Piling horror upon horror is an opinion
Gaza War: The Last Seventy Years, and the Number of Palestinians Perished in the Last Six Years – The Number Has Risen
mass death has begun in Gaza. Last week the defense minister of Israel, Yoav Gallant, announced that Israel was cutting off power and water to the Gaza Strip. There was hopeful reporting over the weekend that at the urging of President Biden’s administration, water to a town in Gaza’s south had been turned back on, but for many, drinking water is still unavailable. The Associated Press reported on Sunday that clean water has run out in U.N. shelters across Gaza. Local sources reported on Saturday that more than 700 children had perished in Gaza. The number by now is surely higher.
In the last six years, Israeli forces attacked Gaza six times, killing over 4,000 people. The Jerusalem-based human rights watchdog says that there were 409 in the year 2006), 1,391 in 2008 and 2009, 167 in the year 2012 and 2,203 in the year 2021. Palestinian civilians have taken casualties over and over again.

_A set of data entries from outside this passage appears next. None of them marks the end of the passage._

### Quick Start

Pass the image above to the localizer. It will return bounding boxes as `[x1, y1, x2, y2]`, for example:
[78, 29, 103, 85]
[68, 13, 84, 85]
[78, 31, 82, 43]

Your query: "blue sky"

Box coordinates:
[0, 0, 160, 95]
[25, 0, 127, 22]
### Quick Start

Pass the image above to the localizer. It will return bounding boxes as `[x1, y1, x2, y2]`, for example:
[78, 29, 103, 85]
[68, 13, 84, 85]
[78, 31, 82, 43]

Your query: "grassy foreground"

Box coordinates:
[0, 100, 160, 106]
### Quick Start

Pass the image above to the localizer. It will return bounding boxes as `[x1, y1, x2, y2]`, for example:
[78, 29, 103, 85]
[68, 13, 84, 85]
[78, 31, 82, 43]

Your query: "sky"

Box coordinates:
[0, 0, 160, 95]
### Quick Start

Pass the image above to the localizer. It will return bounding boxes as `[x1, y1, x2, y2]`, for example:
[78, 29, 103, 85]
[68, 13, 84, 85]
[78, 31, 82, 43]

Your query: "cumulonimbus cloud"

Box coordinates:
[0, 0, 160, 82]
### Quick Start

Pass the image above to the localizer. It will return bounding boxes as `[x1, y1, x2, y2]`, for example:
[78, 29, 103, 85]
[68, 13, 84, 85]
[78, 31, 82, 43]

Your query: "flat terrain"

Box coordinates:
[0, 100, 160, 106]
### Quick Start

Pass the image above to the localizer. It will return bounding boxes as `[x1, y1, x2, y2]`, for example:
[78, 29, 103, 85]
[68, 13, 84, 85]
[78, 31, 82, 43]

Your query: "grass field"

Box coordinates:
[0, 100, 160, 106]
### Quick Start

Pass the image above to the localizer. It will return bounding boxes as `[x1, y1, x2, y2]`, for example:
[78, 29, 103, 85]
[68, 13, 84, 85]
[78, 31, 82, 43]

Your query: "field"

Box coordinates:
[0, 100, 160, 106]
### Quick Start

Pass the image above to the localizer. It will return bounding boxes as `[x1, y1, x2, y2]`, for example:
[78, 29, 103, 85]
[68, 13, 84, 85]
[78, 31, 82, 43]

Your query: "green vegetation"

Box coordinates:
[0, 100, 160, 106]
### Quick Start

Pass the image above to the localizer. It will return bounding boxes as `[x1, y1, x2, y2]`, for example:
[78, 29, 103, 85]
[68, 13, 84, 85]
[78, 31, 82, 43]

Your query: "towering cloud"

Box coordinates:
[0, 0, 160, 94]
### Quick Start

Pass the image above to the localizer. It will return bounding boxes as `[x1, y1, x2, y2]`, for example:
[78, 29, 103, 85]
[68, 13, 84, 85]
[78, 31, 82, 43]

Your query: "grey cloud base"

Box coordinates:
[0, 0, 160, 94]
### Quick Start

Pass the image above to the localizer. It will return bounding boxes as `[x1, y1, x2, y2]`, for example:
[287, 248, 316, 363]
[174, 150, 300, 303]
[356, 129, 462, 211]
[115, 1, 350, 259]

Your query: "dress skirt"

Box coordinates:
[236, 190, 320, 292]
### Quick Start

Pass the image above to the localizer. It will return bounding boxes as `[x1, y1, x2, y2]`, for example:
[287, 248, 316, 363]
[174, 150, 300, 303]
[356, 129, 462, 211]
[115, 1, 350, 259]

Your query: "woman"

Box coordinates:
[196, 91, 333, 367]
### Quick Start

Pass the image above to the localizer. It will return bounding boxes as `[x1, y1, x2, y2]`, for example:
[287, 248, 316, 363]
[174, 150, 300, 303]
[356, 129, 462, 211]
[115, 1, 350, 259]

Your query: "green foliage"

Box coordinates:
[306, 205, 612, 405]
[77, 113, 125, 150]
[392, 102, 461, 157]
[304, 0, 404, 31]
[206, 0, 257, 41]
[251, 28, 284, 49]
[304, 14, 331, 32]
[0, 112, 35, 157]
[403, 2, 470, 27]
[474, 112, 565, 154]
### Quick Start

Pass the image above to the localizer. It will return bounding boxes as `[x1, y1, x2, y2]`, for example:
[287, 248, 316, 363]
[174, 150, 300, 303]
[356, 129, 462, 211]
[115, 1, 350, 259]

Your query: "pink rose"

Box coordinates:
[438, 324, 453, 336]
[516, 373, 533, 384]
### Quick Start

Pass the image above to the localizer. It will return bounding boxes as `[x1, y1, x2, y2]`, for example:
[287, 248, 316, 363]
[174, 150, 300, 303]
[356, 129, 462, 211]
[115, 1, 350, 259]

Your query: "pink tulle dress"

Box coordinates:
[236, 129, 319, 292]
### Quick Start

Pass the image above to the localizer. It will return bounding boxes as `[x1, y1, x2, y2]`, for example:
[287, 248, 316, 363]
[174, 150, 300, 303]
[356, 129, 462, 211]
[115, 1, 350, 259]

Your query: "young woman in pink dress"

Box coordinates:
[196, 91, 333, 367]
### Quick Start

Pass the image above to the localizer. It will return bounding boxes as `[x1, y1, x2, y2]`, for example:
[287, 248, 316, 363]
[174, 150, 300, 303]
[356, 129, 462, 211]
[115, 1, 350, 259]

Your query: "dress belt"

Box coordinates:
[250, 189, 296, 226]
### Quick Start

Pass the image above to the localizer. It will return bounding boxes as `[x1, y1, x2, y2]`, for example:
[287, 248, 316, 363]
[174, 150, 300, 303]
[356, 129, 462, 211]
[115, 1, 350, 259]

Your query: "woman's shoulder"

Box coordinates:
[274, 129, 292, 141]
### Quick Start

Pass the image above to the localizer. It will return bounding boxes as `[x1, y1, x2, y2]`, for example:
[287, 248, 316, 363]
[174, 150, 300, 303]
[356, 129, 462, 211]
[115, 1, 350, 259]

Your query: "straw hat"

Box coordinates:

The Palestinians have no right to be Hamas. Israel has a problem with the Iraqi government, and the Palestinians are being dehumanized
The decision to invade Iraq was not a good one for the United States, and it took a long time for the mind-set to change. That mentality is damaging because it cuts off any serious effort to understand what went wrong and why.
The label of forever wars that has been firmly attached to America’s wars in Iraq and Afghanistan fails to acknowledge that poor planning and scant resources will always fail to secure postwar peace. I wonder how anyone could be surprised by this. But the lessons of postwar Germany and Japan that led to their prosperous democracies today, including well-resourced physical and political reconstruction and the time to succeed, were utterly misunderstood and misapplied by Washington in 2003 and 2004. Israel has faced its own forever war since 1948. Poor planning and scant resources are also your enemy.
Military victory has power that goes down over time. Use the limited time wisely if Israel succeeds in defeating Hamas. What you decide to prioritize may be all you get done, so it has to lay the groundwork for constructive steps, not chaos, to follow. Recovery from disastrous decisions at the outset — like the U.S. decisions to disband the Iraqi army and to fire tens of thousands more Baath Party members than necessary from their government jobs, thus largely creating the Sunni insurgency — is almost impossible.
I think some of you will agree that it is all Hamas’s fault. In many ways, I agree. Hamas’s terror is clearly the immediate cause of the hell raining down on Gaza; most countries attacked as Israel was attacked would respond with war. That doesn’t allow Israeli indifference, or worse, to the lives of civilians. I think Israelis have a right to their rage; if I were Israeli, I would share it. The vast majority of people who make comments about the Palestinians have nothing to do with Hamas.
We can see that the people of Palestine are being dehumanized. The boy was stabbed to death by his landlord in Illinois this weekend, as well as the boy’s mother, both of whom were gravely injured. The victims were targeted due to their being Muslims and the ongoing Middle Eastern conflict involving Hamas and the Israelis according to the local sheriff’s office.